Um ataque terrorista por atropelamento matou uma pessoa e feriu 29 participantes da Parada do Orgulho LGBTQ+ em Berlim no sábado, dia 25 de julho. O incidente gerou comoção política, com bandeiras a meio-mastro no Bundestag, mas também levantou questionamentos sobre a proteção à comunidade queer na Alemanha.

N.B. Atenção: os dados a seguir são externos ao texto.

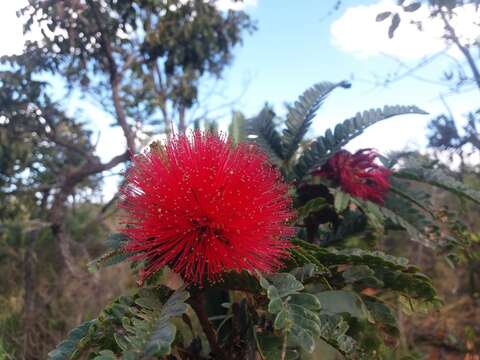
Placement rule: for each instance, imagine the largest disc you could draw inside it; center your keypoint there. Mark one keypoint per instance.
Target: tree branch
(115, 79)
(464, 49)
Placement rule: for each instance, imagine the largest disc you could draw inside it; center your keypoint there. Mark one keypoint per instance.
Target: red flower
(358, 174)
(202, 207)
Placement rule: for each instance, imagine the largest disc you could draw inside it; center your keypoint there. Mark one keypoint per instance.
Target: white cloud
(357, 32)
(235, 5)
(11, 34)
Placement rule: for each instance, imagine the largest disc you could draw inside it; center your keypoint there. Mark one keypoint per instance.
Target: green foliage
(337, 289)
(301, 114)
(138, 327)
(439, 179)
(323, 147)
(262, 130)
(67, 348)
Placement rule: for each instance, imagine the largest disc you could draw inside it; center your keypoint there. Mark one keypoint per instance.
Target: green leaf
(152, 333)
(66, 348)
(300, 116)
(312, 206)
(383, 15)
(356, 273)
(438, 178)
(342, 301)
(271, 347)
(267, 137)
(341, 201)
(285, 283)
(305, 300)
(281, 320)
(321, 149)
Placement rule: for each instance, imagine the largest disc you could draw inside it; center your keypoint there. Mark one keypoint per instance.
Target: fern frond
(301, 114)
(322, 148)
(439, 179)
(261, 130)
(150, 333)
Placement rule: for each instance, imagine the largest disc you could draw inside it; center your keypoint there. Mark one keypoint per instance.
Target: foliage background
(53, 218)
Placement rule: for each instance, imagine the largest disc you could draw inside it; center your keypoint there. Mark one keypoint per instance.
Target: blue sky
(295, 46)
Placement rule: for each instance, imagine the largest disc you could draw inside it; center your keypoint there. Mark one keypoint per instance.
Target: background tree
(142, 62)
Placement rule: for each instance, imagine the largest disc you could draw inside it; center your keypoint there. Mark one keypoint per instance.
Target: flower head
(202, 207)
(358, 174)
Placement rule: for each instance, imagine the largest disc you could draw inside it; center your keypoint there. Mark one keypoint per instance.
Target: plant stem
(197, 301)
(284, 346)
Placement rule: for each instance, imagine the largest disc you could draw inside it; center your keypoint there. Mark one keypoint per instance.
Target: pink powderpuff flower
(358, 174)
(203, 206)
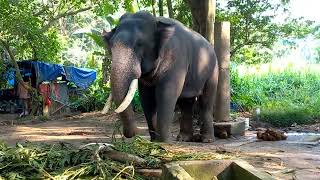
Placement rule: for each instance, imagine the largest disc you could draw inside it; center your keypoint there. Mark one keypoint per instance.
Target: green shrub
(285, 97)
(283, 115)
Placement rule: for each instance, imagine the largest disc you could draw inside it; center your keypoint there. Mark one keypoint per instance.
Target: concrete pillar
(222, 48)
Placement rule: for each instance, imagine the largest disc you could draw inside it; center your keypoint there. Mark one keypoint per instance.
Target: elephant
(170, 65)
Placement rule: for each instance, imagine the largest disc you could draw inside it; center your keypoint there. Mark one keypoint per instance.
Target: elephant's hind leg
(207, 101)
(148, 103)
(186, 123)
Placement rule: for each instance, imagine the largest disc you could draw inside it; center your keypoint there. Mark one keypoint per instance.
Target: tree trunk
(203, 13)
(170, 10)
(161, 7)
(222, 48)
(153, 7)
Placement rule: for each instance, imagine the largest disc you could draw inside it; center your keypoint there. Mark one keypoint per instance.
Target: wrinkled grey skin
(173, 64)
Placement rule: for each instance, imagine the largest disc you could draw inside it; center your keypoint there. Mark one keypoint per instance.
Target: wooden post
(222, 48)
(45, 110)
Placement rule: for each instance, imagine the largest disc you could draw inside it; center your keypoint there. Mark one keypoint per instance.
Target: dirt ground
(281, 159)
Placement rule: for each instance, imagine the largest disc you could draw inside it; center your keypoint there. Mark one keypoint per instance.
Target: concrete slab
(212, 169)
(227, 129)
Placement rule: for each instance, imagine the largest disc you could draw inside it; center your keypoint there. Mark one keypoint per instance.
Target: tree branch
(54, 19)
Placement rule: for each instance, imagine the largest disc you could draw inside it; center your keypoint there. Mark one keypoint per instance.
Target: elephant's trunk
(124, 73)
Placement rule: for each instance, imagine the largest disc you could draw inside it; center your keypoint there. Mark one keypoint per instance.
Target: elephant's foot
(185, 137)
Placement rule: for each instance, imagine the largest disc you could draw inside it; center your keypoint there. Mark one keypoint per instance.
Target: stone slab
(212, 169)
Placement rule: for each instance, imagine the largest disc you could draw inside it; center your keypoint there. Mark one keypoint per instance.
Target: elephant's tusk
(107, 105)
(127, 100)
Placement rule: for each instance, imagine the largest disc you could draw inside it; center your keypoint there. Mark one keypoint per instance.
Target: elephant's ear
(165, 29)
(124, 16)
(106, 36)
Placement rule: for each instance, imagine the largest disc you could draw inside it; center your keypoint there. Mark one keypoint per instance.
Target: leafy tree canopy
(254, 27)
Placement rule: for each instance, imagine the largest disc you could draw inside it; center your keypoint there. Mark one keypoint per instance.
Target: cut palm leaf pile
(64, 161)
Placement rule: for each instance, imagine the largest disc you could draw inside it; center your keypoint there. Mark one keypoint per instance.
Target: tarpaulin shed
(82, 77)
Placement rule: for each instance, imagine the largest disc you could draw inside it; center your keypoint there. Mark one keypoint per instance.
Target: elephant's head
(134, 45)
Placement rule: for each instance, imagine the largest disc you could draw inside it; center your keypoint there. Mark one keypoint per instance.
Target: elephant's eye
(139, 44)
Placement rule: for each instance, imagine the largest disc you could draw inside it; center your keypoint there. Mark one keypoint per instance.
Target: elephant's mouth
(129, 96)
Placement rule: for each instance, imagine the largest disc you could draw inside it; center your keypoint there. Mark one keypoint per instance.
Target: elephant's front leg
(148, 103)
(186, 123)
(167, 93)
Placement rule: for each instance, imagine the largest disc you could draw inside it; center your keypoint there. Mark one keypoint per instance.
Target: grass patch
(285, 97)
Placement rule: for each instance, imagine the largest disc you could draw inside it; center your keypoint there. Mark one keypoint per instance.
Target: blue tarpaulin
(82, 77)
(48, 72)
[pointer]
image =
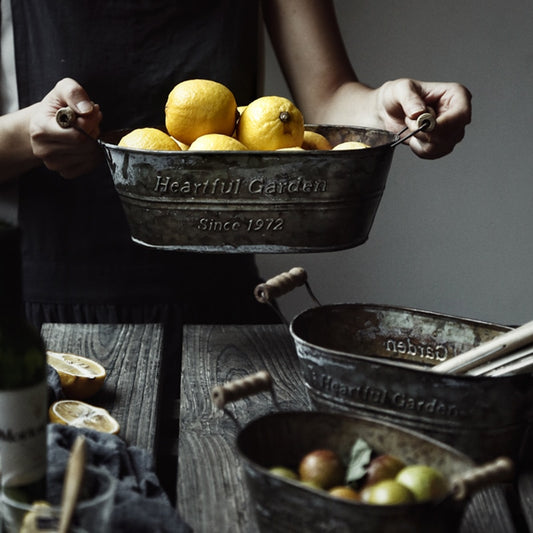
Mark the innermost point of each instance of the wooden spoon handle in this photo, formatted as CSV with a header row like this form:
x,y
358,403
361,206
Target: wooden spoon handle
x,y
72,483
241,388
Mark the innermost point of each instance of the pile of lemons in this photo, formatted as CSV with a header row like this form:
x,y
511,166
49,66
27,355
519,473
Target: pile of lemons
x,y
203,115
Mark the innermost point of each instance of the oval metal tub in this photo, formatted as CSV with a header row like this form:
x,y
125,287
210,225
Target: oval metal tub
x,y
261,202
374,360
285,506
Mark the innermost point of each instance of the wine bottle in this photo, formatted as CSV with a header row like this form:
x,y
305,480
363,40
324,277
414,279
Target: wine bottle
x,y
23,385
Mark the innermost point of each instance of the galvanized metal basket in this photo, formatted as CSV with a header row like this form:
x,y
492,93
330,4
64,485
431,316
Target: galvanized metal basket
x,y
261,202
283,505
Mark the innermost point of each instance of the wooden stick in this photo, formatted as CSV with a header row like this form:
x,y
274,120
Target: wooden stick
x,y
488,351
516,358
72,483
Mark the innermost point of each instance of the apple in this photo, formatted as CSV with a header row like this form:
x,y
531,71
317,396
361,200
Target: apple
x,y
322,467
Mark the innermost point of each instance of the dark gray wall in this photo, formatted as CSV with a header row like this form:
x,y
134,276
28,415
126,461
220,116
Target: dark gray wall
x,y
452,235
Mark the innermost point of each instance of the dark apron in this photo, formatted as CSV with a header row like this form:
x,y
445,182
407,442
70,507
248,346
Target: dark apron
x,y
78,259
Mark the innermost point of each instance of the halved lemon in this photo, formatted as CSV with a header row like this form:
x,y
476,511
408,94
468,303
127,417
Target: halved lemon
x,y
83,415
80,377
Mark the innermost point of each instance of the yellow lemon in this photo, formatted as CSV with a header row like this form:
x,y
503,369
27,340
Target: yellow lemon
x,y
183,146
197,107
216,141
82,415
148,139
315,141
80,377
270,123
351,145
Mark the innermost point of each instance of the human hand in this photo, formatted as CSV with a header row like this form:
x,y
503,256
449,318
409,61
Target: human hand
x,y
402,101
67,151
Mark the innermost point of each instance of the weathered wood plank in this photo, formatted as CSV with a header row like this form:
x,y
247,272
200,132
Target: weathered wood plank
x,y
211,487
131,354
525,487
489,512
212,494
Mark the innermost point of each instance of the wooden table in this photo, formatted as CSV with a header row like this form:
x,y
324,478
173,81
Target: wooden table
x,y
210,490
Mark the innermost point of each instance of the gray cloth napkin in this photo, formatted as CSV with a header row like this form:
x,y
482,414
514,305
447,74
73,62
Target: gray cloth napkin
x,y
141,504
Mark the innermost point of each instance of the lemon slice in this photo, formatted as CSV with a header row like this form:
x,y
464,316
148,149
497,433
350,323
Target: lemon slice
x,y
80,377
83,415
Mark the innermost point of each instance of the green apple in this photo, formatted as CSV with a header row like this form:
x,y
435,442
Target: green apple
x,y
387,492
283,471
425,482
382,467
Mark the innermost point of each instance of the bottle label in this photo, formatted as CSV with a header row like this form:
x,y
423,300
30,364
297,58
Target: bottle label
x,y
23,419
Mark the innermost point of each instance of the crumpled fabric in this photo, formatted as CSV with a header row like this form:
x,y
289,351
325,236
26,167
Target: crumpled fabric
x,y
141,505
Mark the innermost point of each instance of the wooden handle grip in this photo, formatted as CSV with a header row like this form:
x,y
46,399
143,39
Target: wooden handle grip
x,y
240,388
499,470
280,284
427,120
65,117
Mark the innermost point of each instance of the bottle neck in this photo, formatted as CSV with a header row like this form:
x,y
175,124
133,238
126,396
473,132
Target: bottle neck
x,y
10,271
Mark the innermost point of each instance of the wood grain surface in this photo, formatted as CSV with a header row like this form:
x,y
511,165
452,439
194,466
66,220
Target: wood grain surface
x,y
211,489
212,494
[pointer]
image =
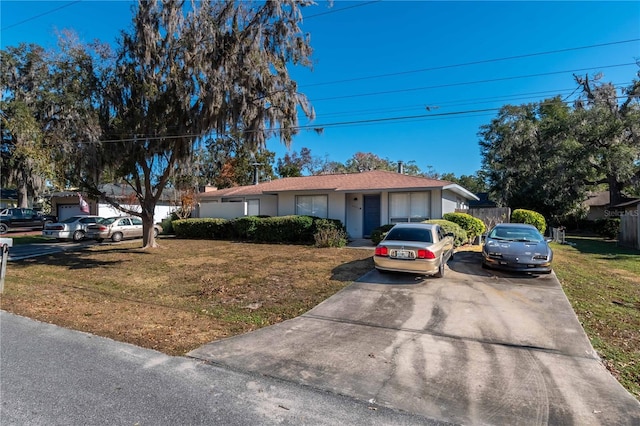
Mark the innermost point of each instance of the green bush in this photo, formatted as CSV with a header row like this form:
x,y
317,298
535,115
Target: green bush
x,y
459,235
285,229
211,228
378,234
472,225
282,229
530,217
608,228
244,228
329,233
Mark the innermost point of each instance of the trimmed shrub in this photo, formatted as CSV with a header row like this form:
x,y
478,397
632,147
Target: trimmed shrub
x,y
244,228
329,233
210,228
472,225
530,217
285,229
608,228
378,234
459,234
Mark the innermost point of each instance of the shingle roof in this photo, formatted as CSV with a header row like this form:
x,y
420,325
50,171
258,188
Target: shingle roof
x,y
376,180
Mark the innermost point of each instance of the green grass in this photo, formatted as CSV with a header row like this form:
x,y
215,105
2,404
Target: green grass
x,y
602,282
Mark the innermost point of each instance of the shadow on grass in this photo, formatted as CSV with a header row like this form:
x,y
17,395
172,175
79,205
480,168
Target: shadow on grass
x,y
79,259
351,271
609,250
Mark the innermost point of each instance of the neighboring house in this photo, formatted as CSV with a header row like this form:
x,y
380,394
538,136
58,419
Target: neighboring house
x,y
597,205
67,203
483,201
362,201
8,198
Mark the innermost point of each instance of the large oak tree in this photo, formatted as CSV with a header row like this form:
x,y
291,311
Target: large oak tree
x,y
186,72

A manhã seguinte ao atentado, as bandeiras da Alemanha no Bundestag amanheceram a meio-mastro, um gesto determinado pela presidente do Parlamento, Julia Klöckner. O ato simbolizou a solidariedade do governo alemão às vítimas do atropelamento em massa na Christopher Street Day (CSD). No entanto, observadores apontaram a ausência da bandeira do Orgulho LGBTQ+ nos mastros, um detalhe que já havia ocorrido em anos anteriores.
A comunidade LGBTQ+ indicou que o atentado é apenas a “ponta do iceberg”, apontando um “fracasso do Estado em matéria de política de segurança”. Representantes da Federação da Diversidade Queer criticaram cortes em programas federais de apoio à comunidade, como o “Demokratie leben”.
Dados do Departamento Federal de Investigações da Alemanha (Bundeskriminalamt) mostram que crimes relacionados a orientação sexual e diversidade de gênero cresceram quase dez vezes desde 2010. A encarregada de assuntos queer no Bundestag, Sophie Koch, afirmou que, além da segurança policial, é preciso garantir espaços seguros para a comunidade.